Наступило молчание. Басанов глубоко задумался и затем произнес тихо:
– Озадачил ты меня! Что же теперь делать? Я ей разрешение дал. Назад слова брать не хочу. Да с ней и нельзя. Ты знаешь: она что хочет, то и творит. У нее есть на меня такое слово, что…
И Басанов махнул отчаянно рукой.
– Да. И творить через край даже! Все сказывают, что вы якобы младенец, на помочах у нее. Не вы – барин – владелец Высоксы, а она – барышня – настоящая владелица. Хоть раз-то бы вы уперлись.

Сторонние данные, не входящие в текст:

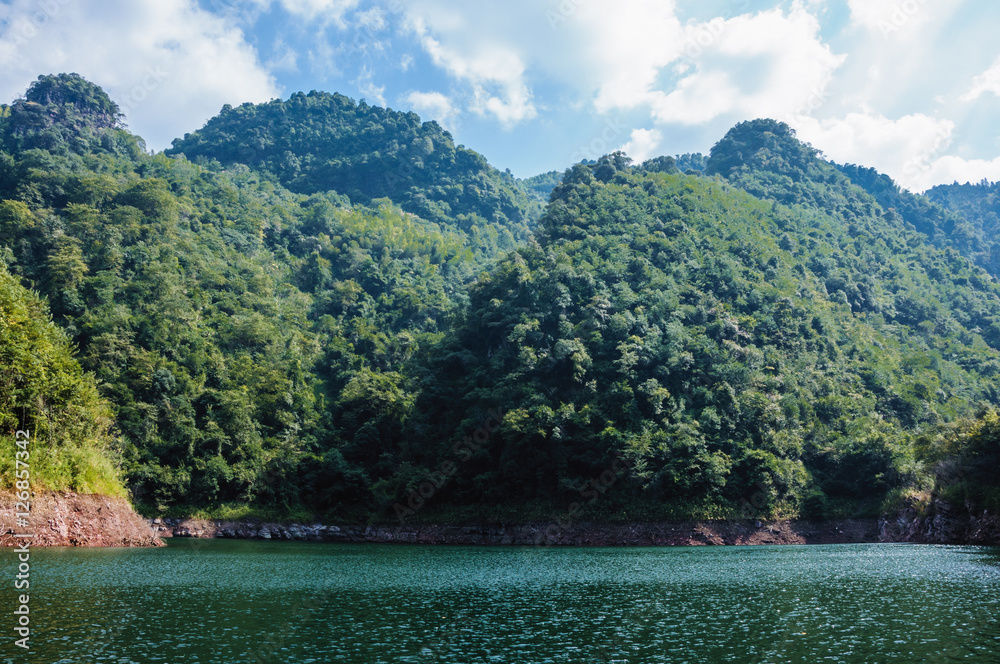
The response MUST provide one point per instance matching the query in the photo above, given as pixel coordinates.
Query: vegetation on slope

И, помолчав мгновение, князь снова заговорил:
– В доме будучи, ведь он может ночью прокрасться вот сюда и хватить вас ножом среди сна. Он же в этом деле не новичок, – усмехнулся Давыд озлобленно. – Он знает, как орудовать, чтобы человечью кровь проливать. Только удивляться можно Сусанне Юрьевне! Диво дивное! Чем больше думаешь, то больше мысли путаются! И впрямь скажу опять – только бабу на этакое взять! Как же это?.. Вчера меня человек чуть не зарезал, а сегодня я с ним спать лягу. Да что же это? Разве кто, только совсем ума лишась, на этакое пойдет!

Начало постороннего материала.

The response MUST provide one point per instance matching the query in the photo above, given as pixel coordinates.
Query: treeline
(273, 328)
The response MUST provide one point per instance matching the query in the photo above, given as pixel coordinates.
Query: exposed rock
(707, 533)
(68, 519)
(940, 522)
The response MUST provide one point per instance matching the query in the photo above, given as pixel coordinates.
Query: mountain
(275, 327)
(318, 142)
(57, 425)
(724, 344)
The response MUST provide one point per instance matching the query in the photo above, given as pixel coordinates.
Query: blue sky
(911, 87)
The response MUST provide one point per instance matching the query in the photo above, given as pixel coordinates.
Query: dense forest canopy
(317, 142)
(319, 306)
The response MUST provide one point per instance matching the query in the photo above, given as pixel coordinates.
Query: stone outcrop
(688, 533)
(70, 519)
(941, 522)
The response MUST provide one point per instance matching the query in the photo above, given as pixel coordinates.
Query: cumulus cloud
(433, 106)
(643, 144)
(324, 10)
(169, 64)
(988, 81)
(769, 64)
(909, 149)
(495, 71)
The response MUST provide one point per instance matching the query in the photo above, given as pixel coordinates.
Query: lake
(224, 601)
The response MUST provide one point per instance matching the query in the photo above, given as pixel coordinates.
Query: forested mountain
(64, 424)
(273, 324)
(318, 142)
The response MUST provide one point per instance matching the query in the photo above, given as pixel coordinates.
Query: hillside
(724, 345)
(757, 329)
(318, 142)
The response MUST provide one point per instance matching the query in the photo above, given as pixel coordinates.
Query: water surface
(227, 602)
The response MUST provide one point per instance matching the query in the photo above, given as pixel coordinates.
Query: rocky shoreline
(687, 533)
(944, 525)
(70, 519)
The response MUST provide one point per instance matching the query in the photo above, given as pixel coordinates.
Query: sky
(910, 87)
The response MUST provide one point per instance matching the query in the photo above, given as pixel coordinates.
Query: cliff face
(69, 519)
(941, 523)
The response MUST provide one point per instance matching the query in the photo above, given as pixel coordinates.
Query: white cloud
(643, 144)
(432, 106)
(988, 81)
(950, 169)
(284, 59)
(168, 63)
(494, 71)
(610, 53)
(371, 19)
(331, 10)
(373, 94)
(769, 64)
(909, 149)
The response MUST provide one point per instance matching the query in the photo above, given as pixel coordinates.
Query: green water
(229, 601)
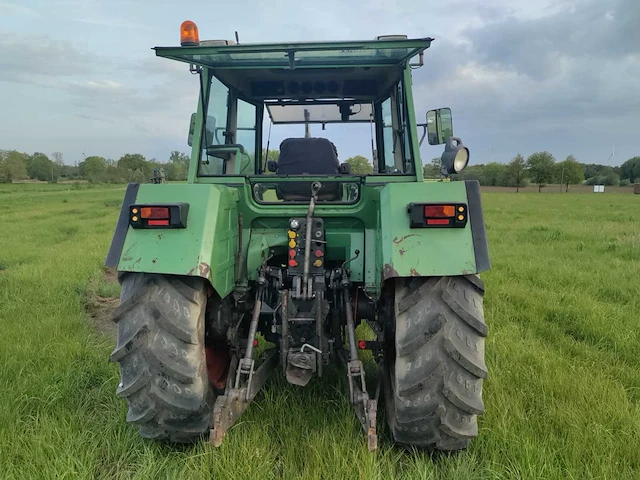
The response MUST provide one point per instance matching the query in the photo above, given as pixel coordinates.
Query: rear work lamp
(437, 215)
(172, 215)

Басанов, уже совершенно смущенный, хотел что-то отвечать, но в эту минуту дверь отворилась, и Дарья Аникитична, ведя с собой за руки двух маленьких мальчиков и в сопровождении старухи Матвеевны, вошла в спальню.
Старший мальчик, Олимпий, сурово и косо оглянул всю комнату и уперся глазами в отца, твердо и упрямо. Младший, Аркадий, напротив, добродушно усмехался и губами, и большими светлыми материнскими глазами.
Дмитрий Андреевич оглядел обоих сыновей и в сотый, если не в тысячный, раз выговорил, кладя руку на старшего мальчугана и закидывая ему голову назад:
– Живой Аникита Ильич! Гляди, Давыд! Ну, разве не правда? Гляди! И глаза, и нос, и рот. А пуще всего глаза! Ишь как смотрит! Маленький Аникита Ильич! Вырастет, будет владельцем Высоксы, и тогда…
– Тогда, – перебил Давыд резко, – порядки будут иные, чем теперь! Тогда у него никто тут чудить не будет. И пойдет все по-старому, как было при Аниките Ильиче!
И, нагнувшись к мальчику, он прибавил шутя, хотя голос его продолжал быть суров:
– Так, что ли, Олимпий Дмитриевич? Ты не дашь в Высоксе разным бабам чудить?
Олимпий удивленно, упорным взглядом, поглядел в глаза князя Давыда, ничего, конечно, не понимая, но что-то думал свое и, как всегда, тайное. Никакими допросами нельзя было заставить мальчугана сказать, о чем он думает.
Дарья Аникитична, понявшая по голосу Давыда, что есть что-то новое, тотчас вообразила, что эта новость есть, конечно, последствие разговора наедине между мужем и Сусанной Юрьевной.
– Кабы знали вы, Дарья Аникитична, – обернулся к ней Давыд, – какие в Высоксе чудеса в решете окажутся не ныне-завтра! На ночь запирайтесь. Все двери запирайте, и свою тоже и детскую тоже.
Дарья Аникитична превратилась совершенно в прежнюю наивную Дарьюшку. Она широко раскрыла рот, а в больших да еще вытаращенных глазах появилась тревога… неведомо о чем – от бессмысленного перепуга, или от чего иного, ей ведомого. А князь не удивился этой тревоге.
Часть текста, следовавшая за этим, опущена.